Using the openrice.csv
as an example:
#read csv first, make sure the header is right, you can refer to previous content in this chapter.
df.iloc[5]
name Day and Nite by Master Kama
likes 462
location 旺角山東街50號1-2樓
price $101-200
country 日本菜
style 海鮮
review (595 食評)
bookmark 28151
discount_info 送 25里數 / 30積分
Name: 5, dtype: object
df.iloc[[5,10,15]]
df.iloc[10:20]
Descriptive or summary statistics in python – pandas, can be obtained by using describe function. describe()

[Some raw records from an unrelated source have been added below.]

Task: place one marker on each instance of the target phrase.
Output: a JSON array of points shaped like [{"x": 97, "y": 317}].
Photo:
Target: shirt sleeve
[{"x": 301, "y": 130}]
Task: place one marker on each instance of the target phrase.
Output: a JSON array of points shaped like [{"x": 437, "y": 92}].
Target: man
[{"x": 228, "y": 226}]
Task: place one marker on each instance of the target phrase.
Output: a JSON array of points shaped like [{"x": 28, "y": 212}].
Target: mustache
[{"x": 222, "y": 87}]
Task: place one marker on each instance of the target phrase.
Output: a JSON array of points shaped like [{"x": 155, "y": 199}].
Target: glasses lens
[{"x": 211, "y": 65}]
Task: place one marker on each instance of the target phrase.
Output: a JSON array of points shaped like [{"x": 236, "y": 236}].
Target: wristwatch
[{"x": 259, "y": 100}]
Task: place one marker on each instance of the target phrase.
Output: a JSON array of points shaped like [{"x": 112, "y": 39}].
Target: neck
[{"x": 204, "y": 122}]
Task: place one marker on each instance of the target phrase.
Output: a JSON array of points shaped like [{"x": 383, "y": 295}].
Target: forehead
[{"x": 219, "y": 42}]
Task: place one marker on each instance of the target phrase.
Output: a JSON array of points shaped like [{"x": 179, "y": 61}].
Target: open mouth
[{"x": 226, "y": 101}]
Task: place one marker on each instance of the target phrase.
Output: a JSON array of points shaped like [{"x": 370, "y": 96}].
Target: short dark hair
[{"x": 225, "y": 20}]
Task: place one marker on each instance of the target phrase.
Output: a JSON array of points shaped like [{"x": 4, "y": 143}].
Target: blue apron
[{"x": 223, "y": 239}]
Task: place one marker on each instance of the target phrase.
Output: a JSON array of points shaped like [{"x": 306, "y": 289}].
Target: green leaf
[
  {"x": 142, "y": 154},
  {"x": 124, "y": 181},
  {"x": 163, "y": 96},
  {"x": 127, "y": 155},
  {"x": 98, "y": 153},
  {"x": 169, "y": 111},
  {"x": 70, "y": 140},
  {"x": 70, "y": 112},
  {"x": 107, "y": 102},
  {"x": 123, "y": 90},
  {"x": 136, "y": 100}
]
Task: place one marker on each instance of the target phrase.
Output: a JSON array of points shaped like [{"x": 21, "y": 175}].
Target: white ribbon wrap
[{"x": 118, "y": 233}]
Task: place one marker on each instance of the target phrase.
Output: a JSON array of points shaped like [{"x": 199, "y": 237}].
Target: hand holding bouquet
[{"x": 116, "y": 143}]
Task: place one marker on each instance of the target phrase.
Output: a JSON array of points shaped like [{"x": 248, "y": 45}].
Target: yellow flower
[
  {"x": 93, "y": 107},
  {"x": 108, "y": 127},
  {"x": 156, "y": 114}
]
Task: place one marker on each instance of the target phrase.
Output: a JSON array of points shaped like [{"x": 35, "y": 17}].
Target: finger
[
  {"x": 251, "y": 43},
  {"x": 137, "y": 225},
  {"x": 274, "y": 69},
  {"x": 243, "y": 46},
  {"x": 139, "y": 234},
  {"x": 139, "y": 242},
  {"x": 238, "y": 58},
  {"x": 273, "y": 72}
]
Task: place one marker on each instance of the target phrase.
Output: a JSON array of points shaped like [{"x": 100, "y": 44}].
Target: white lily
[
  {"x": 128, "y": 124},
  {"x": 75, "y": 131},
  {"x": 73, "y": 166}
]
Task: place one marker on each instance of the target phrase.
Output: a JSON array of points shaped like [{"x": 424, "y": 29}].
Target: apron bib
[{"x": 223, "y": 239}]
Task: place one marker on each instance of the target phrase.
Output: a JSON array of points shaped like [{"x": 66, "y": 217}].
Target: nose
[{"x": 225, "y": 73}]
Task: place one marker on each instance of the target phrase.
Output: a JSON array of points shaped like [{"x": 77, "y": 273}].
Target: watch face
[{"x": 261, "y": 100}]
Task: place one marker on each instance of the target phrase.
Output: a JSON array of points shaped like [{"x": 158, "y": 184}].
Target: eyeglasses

function gives you a summary about the dataframe or certain series with the mean
, count
, std
and freq
values etc. Only the column with pure numbers can be described if you don't specify the column.
Example:
df.describe()
likes bookmark
count 244.000000 244.000000
mean 249.094262 12596.356557
std 112.075938 8567.647276
min 66.000000 1430.000000
25% 165.000000 6741.750000
50% 215.500000 10755.500000
75% 309.500000 15464.500000
max 692.000000 52023.000000
df['style'].describe()
count 244
unique 47
top 火鍋
freq 39
Name: style, dtype: object
After we can select one column or row, we can do further calculation or analysis. One common usage is to count different values in one column.
Example
df['country'].value_counts()
西式 47
日本菜 45
意大利菜 26
韓國菜 20
粵菜 (廣東) 18
港式 18
多國菜 17
泰國菜 10
台灣菜 10
西班牙菜 10
...
Name: country, dtype: int64
df['style'].value_counts()
火鍋 39
海鮮 28
甜品/糖水 24
壽司/刺身 14
日式放題 11
烤肉 10
自助餐 9
薄餅 9
咖啡店 8
All Day Breakfast 7
...
Name: style, dtype: int64
value_counts()
function gives you a hint for further filter and data processing. For example, after you know the 火锅
is the most popular food type. We can do a filter that select all the restaurants in 火锅
and cross analysis it with likes, prices etc., which we will cover later in this chapter.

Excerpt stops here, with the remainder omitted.